Изюм из булки - Виктор Шендерович
Шрифт:
Интервал:
Закладка:
Он так и спросил.
Сначала я подумал, что вопрос носит риторический характер, но водитель ждал ответа. А Чернышевский из меня никакой: понятия не имею, что делать! Но вопрос был задан, и, помучившись, я ответил что-то нехитрое в том смысле, что кризис кризисом, а мы должны делать свое дело, каждый свое, а там уж как получится. Как говорится, по специальности.
— А что, — сказал водитель, — я могу по специальности…
И как-то нехорошо задумался. Надолго так.
— А вы кто по специальности? — решился я наконец. И мужчина ответил:
— Артиллерист.
И снова замолчал.
Кажется, я навел человека на мысль.
Выступал я как-то в казино (случается в жизни и не такое).
Неподалеку от места выступления имелся ресторан с баром, а вокруг бара — большой ассортимент девушек, предназначенных для тех, кто в эту ночь не обделен удачей, но лишен ласки.
А я хотя не Куприн, но тоже любознательный.
Короче, разговорились мы у бара с одной клеопатрой, 300 долларов за сеанс… Поговорить с собой, впрочем, она позволила бесплатно — она меня, вы будете смеяться, узнала и решила поделиться своей мечтой.
Эта мечта стоит того, чтобы если не сбыться, то хотя бы быть услышанной народом.
Хочу, сказала клеопатра, стать депутатом. В крайнем случае — помощником депутата. Я поинтересовался: зачем? А так, с ходу ответила клеопатра, ибо ответ на этот вопрос, по всей видимости, сформулировала давно… Ни хера не делать, ездить на машине с шофером, и только бла-бла-бла, бла-бла-бла…
Текст передаю дословно.
Немного подумав, я заверил клеопатру, что она уже на правильном пути. Я только забыл ее предупредить, что в депутатах ей будет труднее, чем сейчас, потому что обслуживать клиента придется на глазах у общественности.
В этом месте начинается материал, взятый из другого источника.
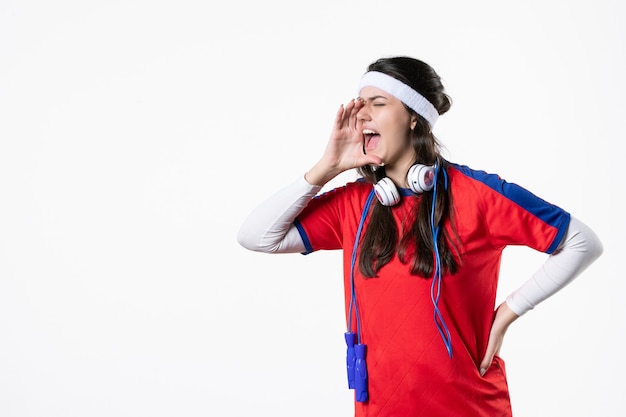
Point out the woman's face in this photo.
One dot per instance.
(386, 128)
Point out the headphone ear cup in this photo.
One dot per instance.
(421, 178)
(386, 192)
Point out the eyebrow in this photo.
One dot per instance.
(374, 98)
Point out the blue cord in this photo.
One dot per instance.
(435, 288)
(353, 303)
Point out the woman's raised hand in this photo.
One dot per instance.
(345, 148)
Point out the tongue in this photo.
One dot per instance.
(372, 142)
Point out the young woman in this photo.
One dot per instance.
(422, 240)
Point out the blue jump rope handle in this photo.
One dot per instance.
(360, 373)
(350, 358)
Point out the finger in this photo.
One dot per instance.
(486, 363)
(357, 104)
(339, 117)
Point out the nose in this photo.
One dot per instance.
(363, 113)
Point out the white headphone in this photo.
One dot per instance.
(420, 177)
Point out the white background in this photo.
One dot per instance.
(136, 135)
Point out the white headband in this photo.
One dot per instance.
(402, 92)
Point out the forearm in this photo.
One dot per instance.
(269, 227)
(579, 249)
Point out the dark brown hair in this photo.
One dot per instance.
(414, 243)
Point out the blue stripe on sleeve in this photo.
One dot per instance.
(549, 213)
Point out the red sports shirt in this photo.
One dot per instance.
(410, 373)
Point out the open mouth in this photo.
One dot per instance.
(371, 139)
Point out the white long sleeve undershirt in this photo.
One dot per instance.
(269, 228)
Впрочем, и расценки повыше.
Много лет назад один мой добрый приятель, журналист N., будучи во Флоренции, наткнулся на лавку, в которой делают оттиски больших гравюр с видами этого города. Шлепают их, как фантики, но — по старой технологии, на камнях, «под старину» опять-таки.
Склонный ко всему прекрасному, мой приятель купил несколько имевшихся в лавке пейзажей, по 35 долларов за штуку, а спустя какое-то время увидел такие же — в Кремле, после знаменитого тамошнего бородинского ремонта с «Маббетексом»; на стенах одной залы, в роскошных рамах. Он спросил у местного краеведа, что это за гравюры — и выяснилось, что: Флоренция, шестнадцатый век.
Эх, заглянуть бы в смету…
Карла дель Понте, мисюсь, где ты?
Осень 1999 года, лечу на концерт в Петербург. Впереди, в бизнес-классе тусуется большая компания государственных мужей во главе с вице-спикером Чилингаровым. Лету до Питера час с небольшим, но коньяк в «бизнесе» наливают бесплатно, и к посадке в Пулково государственные мужи смотрятся уже довольно неофициально.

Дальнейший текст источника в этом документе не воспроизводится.